Leah Williams is her own worst enemy when it comes to writing Power Girl.  When this issue calls for some substance of Power Girl’s character to enhance the theme she’s writing, she doesn’t know what to do.  As Crush confides her feelings of loneliness and not fitting in to PG, she recognizes a similar theme in her own life.  Williams is correct when she has Power Girl respond, “Family is what you make it.”  However, Williams doesn’t have PG talk about her time with the JSA, where her family on this world is.  As a matter of fact, she doesn’t expand on who her family is at all.  Williams’ stories have tried to force her into the Super-family, but there’s been very little actually shown about that.  More than anything she’s just got a friend in Omen.

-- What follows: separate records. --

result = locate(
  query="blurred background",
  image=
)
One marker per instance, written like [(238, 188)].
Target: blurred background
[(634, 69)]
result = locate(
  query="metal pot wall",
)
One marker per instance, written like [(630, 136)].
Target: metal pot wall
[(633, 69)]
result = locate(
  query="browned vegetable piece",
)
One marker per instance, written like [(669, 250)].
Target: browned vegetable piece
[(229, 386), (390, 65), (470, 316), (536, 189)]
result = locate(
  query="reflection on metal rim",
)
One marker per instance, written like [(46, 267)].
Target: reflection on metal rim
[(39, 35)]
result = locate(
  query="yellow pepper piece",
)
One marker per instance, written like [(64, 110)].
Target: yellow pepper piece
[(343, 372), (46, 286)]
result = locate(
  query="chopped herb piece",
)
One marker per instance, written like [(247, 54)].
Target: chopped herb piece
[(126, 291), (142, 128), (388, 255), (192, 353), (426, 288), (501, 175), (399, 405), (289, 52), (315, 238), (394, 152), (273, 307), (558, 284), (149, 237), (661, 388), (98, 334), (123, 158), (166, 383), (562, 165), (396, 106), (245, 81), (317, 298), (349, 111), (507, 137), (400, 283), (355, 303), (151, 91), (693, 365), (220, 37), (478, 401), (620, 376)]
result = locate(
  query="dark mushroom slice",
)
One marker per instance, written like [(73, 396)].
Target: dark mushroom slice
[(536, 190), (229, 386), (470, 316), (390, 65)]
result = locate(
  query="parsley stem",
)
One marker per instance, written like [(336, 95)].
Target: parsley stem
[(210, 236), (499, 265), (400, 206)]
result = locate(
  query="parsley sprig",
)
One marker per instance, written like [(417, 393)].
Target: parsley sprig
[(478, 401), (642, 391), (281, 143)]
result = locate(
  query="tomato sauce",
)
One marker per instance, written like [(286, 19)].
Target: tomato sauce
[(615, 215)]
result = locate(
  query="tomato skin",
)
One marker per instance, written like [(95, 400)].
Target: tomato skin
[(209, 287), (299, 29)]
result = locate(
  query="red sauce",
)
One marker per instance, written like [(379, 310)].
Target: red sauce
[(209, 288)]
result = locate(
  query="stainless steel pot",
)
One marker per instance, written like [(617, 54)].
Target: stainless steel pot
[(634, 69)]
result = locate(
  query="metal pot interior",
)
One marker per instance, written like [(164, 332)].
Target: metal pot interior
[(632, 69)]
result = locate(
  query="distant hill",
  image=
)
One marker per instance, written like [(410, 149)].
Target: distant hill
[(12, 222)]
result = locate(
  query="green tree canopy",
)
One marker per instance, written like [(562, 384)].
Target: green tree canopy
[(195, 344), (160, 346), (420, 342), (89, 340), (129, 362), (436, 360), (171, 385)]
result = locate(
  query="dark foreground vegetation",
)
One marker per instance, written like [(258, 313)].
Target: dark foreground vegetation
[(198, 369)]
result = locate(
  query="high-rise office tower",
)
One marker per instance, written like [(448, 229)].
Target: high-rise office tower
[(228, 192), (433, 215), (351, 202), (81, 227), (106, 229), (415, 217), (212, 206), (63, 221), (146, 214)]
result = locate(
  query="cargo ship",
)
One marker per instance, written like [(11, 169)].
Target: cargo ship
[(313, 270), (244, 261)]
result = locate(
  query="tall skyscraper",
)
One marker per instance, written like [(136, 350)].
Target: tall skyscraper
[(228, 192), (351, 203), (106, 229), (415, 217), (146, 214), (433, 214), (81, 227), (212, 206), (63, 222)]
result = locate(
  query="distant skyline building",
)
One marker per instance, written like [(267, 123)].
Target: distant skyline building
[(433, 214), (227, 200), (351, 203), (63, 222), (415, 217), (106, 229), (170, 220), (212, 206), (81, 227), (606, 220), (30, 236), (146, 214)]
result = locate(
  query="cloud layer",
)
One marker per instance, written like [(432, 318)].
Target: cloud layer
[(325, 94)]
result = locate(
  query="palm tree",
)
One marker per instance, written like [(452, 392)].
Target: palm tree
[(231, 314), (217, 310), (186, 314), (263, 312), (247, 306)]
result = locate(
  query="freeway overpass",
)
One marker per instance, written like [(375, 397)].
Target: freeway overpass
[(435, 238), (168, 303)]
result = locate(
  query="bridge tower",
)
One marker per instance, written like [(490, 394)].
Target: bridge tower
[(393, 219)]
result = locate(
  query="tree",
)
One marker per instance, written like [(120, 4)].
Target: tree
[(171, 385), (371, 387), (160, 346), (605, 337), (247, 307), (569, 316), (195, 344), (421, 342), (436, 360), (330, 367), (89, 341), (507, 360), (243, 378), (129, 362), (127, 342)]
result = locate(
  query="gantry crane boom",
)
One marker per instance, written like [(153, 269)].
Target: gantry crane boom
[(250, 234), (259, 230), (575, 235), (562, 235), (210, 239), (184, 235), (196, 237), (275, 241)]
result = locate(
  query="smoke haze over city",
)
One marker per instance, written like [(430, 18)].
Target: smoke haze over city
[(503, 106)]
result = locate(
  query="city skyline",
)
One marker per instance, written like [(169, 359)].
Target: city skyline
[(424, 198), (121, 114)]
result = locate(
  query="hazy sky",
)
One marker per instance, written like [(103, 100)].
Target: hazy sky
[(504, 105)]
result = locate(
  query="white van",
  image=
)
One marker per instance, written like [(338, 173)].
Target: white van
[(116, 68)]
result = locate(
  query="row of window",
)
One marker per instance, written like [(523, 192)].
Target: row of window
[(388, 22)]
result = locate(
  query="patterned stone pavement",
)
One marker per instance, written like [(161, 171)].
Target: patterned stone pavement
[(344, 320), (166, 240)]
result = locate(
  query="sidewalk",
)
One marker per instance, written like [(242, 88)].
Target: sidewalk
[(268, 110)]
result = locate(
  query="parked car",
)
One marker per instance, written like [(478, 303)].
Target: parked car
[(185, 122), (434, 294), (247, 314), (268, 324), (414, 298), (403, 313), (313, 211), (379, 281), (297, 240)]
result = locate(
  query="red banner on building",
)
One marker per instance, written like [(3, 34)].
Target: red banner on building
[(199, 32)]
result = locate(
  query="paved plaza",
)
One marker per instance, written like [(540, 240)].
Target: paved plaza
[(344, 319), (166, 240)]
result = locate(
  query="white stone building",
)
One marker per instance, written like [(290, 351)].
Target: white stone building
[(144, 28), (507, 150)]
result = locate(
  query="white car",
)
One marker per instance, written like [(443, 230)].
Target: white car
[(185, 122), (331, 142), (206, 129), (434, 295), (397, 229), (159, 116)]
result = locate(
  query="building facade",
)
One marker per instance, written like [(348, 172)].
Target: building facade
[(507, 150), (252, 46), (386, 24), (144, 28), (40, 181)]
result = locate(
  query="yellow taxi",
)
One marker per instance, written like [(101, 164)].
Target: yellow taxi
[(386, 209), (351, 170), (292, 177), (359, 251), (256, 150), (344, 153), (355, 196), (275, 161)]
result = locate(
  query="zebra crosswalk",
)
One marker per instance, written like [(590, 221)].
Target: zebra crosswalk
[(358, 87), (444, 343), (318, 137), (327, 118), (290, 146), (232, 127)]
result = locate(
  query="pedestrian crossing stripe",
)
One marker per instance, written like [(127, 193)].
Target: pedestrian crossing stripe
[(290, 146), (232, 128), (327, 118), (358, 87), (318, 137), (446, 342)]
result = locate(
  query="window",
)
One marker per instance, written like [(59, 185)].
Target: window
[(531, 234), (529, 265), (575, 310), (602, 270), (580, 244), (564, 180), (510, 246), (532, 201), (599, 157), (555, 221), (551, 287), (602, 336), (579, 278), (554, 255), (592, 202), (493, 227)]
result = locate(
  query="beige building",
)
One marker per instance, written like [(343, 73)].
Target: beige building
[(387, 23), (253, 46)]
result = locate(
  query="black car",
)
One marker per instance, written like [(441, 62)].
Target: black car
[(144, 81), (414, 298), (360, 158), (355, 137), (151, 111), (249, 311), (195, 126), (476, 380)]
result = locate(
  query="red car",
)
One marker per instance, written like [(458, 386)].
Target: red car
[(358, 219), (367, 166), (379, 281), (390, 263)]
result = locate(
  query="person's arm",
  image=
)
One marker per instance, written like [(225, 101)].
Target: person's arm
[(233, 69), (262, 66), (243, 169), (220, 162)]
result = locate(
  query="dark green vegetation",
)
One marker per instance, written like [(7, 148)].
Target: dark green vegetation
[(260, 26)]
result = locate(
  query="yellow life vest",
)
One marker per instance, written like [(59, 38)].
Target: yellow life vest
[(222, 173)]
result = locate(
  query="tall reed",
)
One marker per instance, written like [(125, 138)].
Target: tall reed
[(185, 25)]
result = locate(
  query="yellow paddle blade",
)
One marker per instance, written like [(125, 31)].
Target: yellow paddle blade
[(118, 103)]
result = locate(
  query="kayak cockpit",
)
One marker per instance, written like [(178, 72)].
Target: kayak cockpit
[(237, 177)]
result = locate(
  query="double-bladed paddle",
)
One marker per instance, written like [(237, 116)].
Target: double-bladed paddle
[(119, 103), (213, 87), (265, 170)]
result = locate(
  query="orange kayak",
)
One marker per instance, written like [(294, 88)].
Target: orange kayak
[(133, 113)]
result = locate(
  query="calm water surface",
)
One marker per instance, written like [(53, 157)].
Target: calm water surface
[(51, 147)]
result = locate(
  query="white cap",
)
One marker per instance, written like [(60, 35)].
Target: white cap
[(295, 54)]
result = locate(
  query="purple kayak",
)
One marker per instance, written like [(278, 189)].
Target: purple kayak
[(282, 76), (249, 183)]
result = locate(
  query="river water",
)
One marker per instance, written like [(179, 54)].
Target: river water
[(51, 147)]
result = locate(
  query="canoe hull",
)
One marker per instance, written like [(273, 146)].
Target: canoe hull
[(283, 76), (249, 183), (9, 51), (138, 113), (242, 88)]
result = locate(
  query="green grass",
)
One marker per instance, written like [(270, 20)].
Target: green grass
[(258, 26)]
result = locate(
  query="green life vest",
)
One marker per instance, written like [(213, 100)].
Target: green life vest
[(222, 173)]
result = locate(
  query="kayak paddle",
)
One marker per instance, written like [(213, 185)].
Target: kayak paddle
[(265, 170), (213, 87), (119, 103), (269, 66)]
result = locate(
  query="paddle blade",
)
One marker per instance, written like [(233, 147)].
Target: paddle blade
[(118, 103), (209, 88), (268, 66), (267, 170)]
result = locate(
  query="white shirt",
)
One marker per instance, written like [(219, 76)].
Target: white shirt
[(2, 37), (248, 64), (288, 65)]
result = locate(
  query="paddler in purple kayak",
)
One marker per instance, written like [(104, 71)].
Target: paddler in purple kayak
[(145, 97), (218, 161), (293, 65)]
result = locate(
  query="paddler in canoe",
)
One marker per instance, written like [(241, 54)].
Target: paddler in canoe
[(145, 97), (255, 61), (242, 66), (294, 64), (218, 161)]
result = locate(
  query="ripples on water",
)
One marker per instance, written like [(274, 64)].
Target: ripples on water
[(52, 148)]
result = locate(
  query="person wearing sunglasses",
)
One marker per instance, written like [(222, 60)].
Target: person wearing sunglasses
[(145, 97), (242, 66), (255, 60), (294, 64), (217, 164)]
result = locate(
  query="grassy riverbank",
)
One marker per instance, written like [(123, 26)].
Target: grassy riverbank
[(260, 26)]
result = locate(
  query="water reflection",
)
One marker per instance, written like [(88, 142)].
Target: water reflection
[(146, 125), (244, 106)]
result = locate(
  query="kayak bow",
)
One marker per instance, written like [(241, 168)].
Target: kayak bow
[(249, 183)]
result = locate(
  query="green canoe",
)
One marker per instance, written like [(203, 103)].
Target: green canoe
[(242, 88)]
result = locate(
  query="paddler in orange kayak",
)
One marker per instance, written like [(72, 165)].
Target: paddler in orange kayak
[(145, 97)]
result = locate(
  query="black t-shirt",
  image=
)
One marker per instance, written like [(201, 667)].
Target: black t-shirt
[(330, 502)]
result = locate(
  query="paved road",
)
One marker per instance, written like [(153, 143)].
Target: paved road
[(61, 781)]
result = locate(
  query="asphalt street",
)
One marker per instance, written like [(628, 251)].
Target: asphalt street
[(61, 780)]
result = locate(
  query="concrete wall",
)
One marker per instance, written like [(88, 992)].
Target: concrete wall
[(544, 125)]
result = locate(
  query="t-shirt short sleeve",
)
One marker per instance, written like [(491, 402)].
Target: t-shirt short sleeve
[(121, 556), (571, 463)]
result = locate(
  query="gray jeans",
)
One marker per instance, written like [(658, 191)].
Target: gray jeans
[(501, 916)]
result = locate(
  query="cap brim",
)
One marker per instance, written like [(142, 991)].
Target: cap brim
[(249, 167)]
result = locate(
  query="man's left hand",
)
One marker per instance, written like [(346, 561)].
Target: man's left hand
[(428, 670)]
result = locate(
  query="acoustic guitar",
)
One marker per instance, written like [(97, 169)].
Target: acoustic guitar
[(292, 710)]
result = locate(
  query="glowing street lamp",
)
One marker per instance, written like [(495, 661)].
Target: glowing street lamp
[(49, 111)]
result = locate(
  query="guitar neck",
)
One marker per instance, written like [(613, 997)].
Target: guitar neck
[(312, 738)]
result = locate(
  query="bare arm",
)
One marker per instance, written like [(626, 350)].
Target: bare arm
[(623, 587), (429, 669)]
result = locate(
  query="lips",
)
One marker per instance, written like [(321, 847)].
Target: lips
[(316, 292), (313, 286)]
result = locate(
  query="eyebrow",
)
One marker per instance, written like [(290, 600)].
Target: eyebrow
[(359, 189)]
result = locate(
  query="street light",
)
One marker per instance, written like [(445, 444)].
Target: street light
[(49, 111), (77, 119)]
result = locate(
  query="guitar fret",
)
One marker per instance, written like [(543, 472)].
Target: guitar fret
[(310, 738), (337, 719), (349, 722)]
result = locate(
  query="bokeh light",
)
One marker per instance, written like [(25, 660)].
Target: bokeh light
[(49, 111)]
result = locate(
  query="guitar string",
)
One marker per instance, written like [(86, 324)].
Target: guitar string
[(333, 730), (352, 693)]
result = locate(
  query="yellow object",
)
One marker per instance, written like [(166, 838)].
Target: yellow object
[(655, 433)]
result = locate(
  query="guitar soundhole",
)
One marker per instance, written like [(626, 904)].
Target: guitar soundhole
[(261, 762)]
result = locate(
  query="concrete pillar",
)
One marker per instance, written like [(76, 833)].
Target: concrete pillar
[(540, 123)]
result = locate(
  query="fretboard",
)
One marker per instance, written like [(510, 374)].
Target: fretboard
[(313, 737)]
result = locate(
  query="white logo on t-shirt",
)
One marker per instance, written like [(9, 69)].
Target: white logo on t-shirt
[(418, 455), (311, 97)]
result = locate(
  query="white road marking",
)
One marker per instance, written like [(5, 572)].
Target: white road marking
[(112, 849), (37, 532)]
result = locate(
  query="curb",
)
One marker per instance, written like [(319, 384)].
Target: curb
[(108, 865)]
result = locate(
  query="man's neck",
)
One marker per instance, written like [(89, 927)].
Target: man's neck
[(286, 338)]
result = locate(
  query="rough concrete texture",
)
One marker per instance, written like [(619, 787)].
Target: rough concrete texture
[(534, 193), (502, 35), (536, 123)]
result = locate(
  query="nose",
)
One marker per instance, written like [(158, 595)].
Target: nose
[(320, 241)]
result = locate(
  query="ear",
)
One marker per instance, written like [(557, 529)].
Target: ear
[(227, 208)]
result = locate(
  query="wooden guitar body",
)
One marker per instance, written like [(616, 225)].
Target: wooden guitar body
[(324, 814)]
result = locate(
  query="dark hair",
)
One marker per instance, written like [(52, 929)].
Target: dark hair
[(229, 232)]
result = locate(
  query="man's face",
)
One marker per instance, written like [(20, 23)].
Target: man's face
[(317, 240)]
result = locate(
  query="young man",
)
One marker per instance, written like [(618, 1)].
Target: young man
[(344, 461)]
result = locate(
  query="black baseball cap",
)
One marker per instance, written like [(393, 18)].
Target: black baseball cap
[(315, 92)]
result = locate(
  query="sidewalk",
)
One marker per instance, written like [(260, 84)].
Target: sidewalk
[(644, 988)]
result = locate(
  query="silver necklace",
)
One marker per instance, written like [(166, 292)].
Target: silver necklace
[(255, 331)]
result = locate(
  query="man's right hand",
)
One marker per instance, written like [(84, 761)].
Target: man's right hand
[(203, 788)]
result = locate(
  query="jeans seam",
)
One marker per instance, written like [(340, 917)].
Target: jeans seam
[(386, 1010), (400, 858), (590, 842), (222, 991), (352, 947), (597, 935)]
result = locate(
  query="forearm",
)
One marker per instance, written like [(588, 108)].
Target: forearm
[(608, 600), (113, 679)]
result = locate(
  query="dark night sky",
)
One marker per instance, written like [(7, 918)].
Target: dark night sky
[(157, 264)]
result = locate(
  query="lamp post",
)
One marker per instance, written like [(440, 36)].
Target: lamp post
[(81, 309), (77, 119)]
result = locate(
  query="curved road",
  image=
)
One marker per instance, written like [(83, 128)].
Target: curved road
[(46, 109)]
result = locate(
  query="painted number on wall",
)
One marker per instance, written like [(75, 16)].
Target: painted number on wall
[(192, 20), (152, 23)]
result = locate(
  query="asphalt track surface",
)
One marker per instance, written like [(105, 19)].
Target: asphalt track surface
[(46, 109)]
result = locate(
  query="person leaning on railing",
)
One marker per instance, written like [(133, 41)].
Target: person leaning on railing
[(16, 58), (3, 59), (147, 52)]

To make matters worse, Crush has to mention Harley Quinn as she relates her litany of failed friendships on Earth.  When PG responds with, “You know Harley?  She’s one of my closest friends!”  Uh…since when?  That out of continuity mini-series by Jimmy Palmiotti and Amanda Conner?  Again, Williams doesn’t understand the substance of Power Girl’s history and relationships.  It’s such a mess at this point in this series, that it’s impossible to sort out what Power Girl has actually experienced in her life.  Just within the series itself, how did she have time to become close friends with Harley if she hasn’t lived on Earth long enough to understand how to live as human?  (This has been a theme of Williams’ characterization of Power Girl since she began doing the  back ups in Action Comics).  If she has a close friend like Harley, why is Omen even necessary in her life?  Williams continues to make superficial choices in her writing that expose not only her lack of understanding of Power Girl’s character, but that Williams’ writing overall is amateurish.

Negatives Cont’d

Williams just can’t write Power Girl as a confident and competent character.  She’s too wrapped up in her desire to tell a story about insecurity and fitting in.  Williams is hyper focused on this one aspect of Power Girl that has not been a  problem for the character in years.  This concept is holding the series back from being better because Williams doesn’t know how to use Power Girl’s history and the substance of that history effectively to inform the character she’s writing.  Every once in a while when she needs Power Girl to be assertive or effective we get that, but that’s not how Williams sees her.  In Power Girl #10 it’s evident that to Williams, Power Girl is unsure of herself, passive and kind of scared of things.  Williams writes Power Girl far too empathetic.  Power Girl is more likely to tell someone she’s just met to “suck it up” and “toughen up” instead of sharing personal feelings.  That something that would come later as we’ve seen PG as a mentor to Atlee/ Terra in the Gray, Palmiotti, Conner Power Girl series.  Power Girl can be a strong supportive friend, but you’re not going to get that with a stranger.

Williams reinforces the notion that this book is attempting to explore friendship and the “stranger in a strange land” theme as Omen appears at the end of this issue and we have to suffer through their annoying dynamic.  Omen is condescending to Power Girl and she just takes it.  Maybe that’s why Williams renamed her “Paige,” a passive sounding name that seems diametrically opposed to Power Girl’s traditional moniker- Karen which suggests opinionated, passionate and with attitude- all missing from Williams character destruction of PG.  When Omen and PG are on the page together, it’s nauseating.


Like last issue, Power Girl #10 has some details that distract and detract from the experience, but overall it’s one of the better issues of this series.  The symbioship sub-plot moves forward, Power Girl gets a little agency, despite Leah Williams characterization continuing to demean the character.